Wednesday, November 28, 2007
I had this issue twice tonight, neither conversation lasted more than 20 messages total. So, why should I add him to msn if he can't keep me entertained/be entertained by me for more than a couple minutes?
Monday, November 26, 2007
Alright, so the presentation worked out. Next is the paper for that class. And the mini assignments, and the final exam, and the presentation for the other class, and the final, and the paper for that other class. Then it's over. Forever. And concentration can shift. From the present, to the future. To the move, and the new life.
Ah, the move. Can't wait. Change. A new start. Now I just need a place to live and a car. Then I'll be set. Move date is mid-January.
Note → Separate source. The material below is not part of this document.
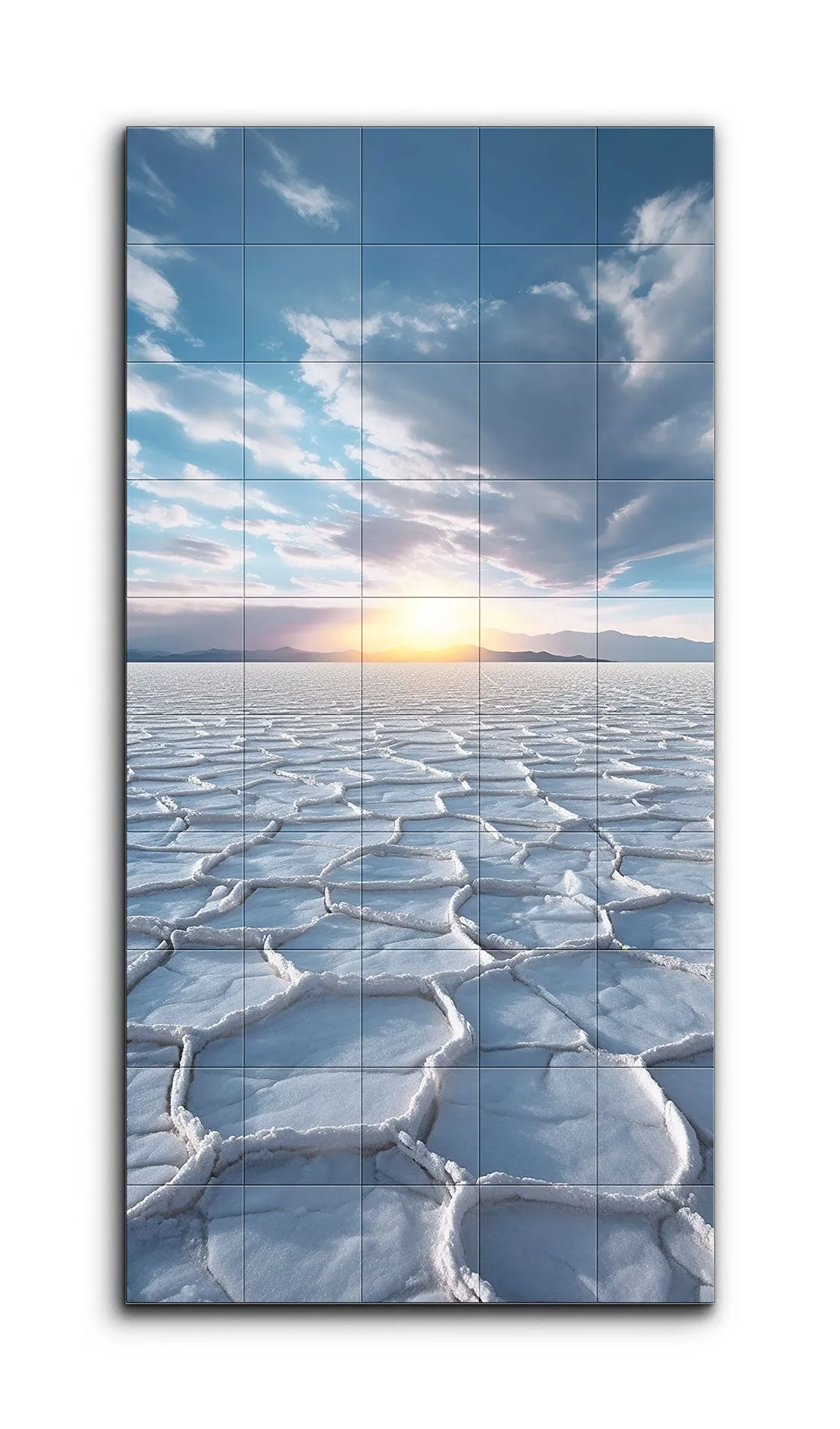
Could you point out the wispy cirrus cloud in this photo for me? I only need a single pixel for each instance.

Moving out of my place as soon as it sells or rents.
Saturday, November 17, 2007
I move to Calgary as soon as possible. I'm going to try and move over the new year, but there are too many variables right now. I have a job there, Office Manager for the Calgary branch of my current department. I will be assisting two guys with paper work, and one of them is retiring soon. I will have to brainwash myself into liking it.
The well thought out Saskatchewan plans fell through for a couple reasons. First, I did not get the land that I wanted. Someone apparently outbid me, and that was that. Also, I visited my family in Calgary and realized that I wanted to be closer to them instead. So, to Calgary I go.
I'm selling my previously discussed motorbikes. They are currently in my parents basement, but in the spring, I will hopefully have people happy to haul them away for me. I am, of course, replacing the bikes with a better one. It's going to be custom painted for me, and should be nice and fast.
While school is almost done, there is a lot that I still have to do before I can graduate. Most of this is being pushed back, as per usual. This time, instead of cleaning my house (that's being procrastinated on too), I'm reading a blog. It's highly entertaining. Some of the writings come across as being fact, but it is all her rantings and ravings. After surfing randomly for a while, I decided to start at the beginning and read her life story. I am currently just starting February 2007.
I’ve never been a happy person, this is no secret. I’ve never been really suicidal, but I can’t say that I’ve never seriously thought about it. Recently, I had the opportunity to shoot a gun. I managed to harass and cajole my way into watching the officers in my unit do their recertification, and then they handed me the gun. Ok, so they gave me tips, and one of the officers administering the testing explained how to do everything while the other guys were doing their test. I know how to hold a handgun, and how to aim it properly, and how to pull the trigger so the bullet goes where I want it to go. Anyway, so, after an hour and a half of watching the boys shooting, and asking questions and getting well explained answers, I am told that I can go into the range area. I put on goggles and ear protection. Mike shows me how to hold the gun properly, and then hands it over. The gun is loaded with live ammunition (9mm Luger bullets). It’s a 9mm Smith and Weston standard issue RCMP service pistol, complete with the RCMP logo stamped in the side. It was weird, after all these years, having a real gun, in my hand, loaded, with 5 real bullets. It was a detached feeling. Anyway, I got over my feeling, and aimed carefully. And slowly, very very slowly, pulled the trigger. I felt a rush of air hit my goggles, and my hands snapped back a little, and there was a little hole in my target. This hole was pretty much exactly where the guys heart was. If my target had been a guy quietly standing there, waiting to be shot, I would have killed him in the one shot. I got 4 shots in the small center target, two in the arm, and the rest kind of clustered around the heart area. After all 15 shots, my arms were tired. My muscles even hurt for a few days afterwards.